LFP batteries, on the other hand, currently bypass supply chain issues and inflated prices because nickel and cobalt aren’t needed for the cathode. An LFP’s cathode is made from earth-abundant materials. Lithium iron phosphate is a crystalline compound that belongs to the olivine mineral family. Because the olivine family is a primary component of the Earth’s upper mantle, LFP is more readily available for extraction at a lower cost.
17% of the global EV market is powered by LFPs.
Lithium iron phosphate batteries first came to light in 1996, so it’s not surprising this battery chemistry is already present in the electric vehicle market. Discovered by John Bannister Goodenough’s research group at the University of Texas, LFP batteries gained recognition for their wide range of benefits. Even with advantageous characteristics, LFPs didn’t experience their first large-scale adoption until 10 years later, when they became the industry favorite for electronics.

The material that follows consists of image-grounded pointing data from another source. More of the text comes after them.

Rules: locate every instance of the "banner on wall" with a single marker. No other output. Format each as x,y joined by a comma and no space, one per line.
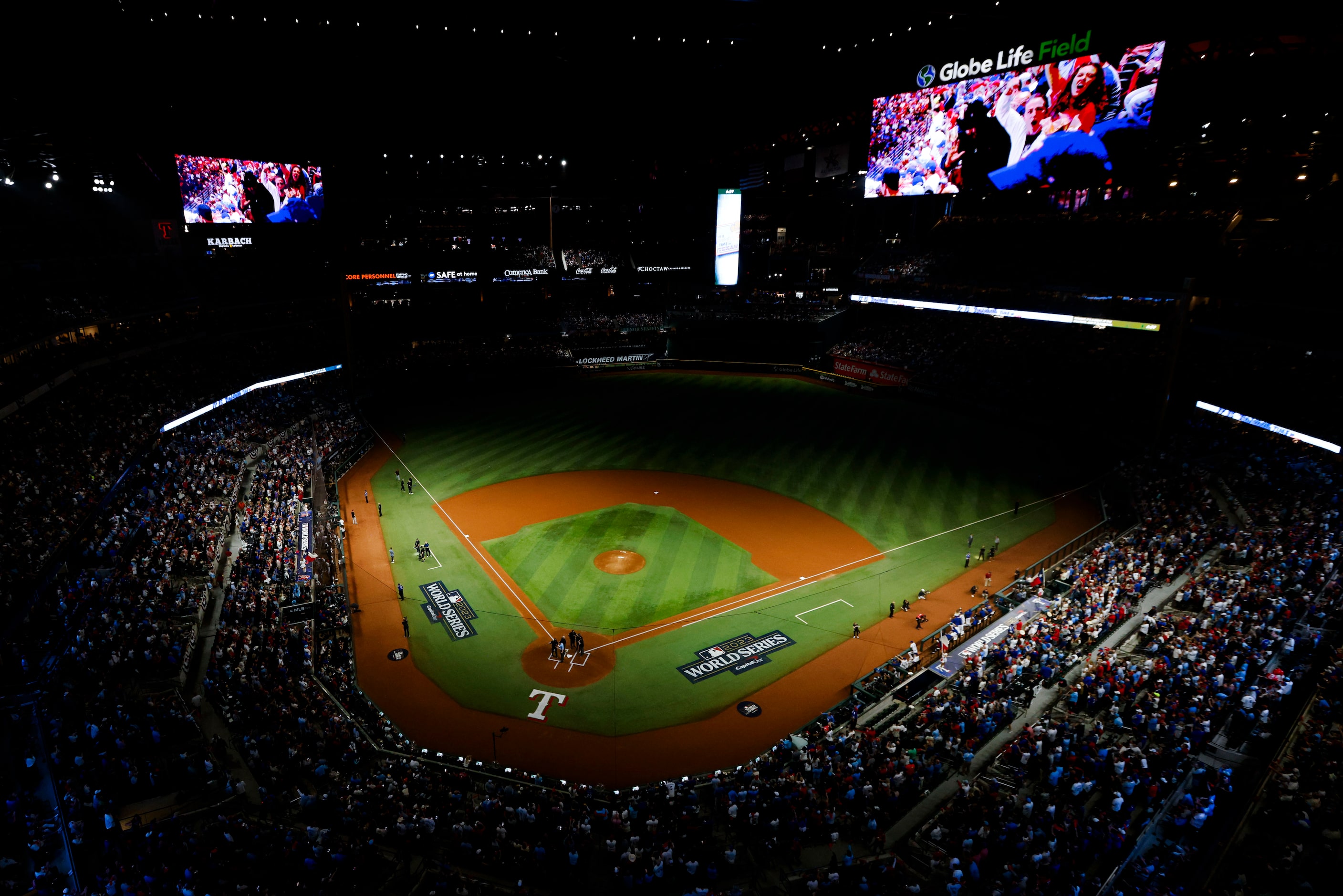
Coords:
871,371
305,546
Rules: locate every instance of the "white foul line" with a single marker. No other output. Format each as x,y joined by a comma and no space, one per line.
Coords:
798,615
817,577
464,536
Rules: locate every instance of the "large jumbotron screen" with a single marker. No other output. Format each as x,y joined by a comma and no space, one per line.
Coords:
237,191
1004,123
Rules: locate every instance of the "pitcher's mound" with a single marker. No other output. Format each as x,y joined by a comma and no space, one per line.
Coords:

LFP technology has improved over the years, and it can now be found in a broader range of applications, from motorcycles and solar devices to electric cars. Seventeen percent of the global EV market is already powered by LFPs, but this battery chemistry is poised to make its next big breakthrough with large-scale adoption in different on-highway applications like electric buses and electric trucks. LFPs are less energy dense, come with lower manufacturing costs and are easier to produce than other Li-Ion and lead-acid battery types.
The warnings of a lithium supply shortage threaten to cut the global EV sales forecast in 2030, but even that hasn’t appeared to slow the momentum of adopting LFP batteries into electric vehicles. LFP battery chemistry remains easier to produce and at a lower cost. Their efficient charging, lower cost of ownership, non-toxicity, long cycle life and excellent safety characteristics make them a crowd favorite for the future of electric transportation.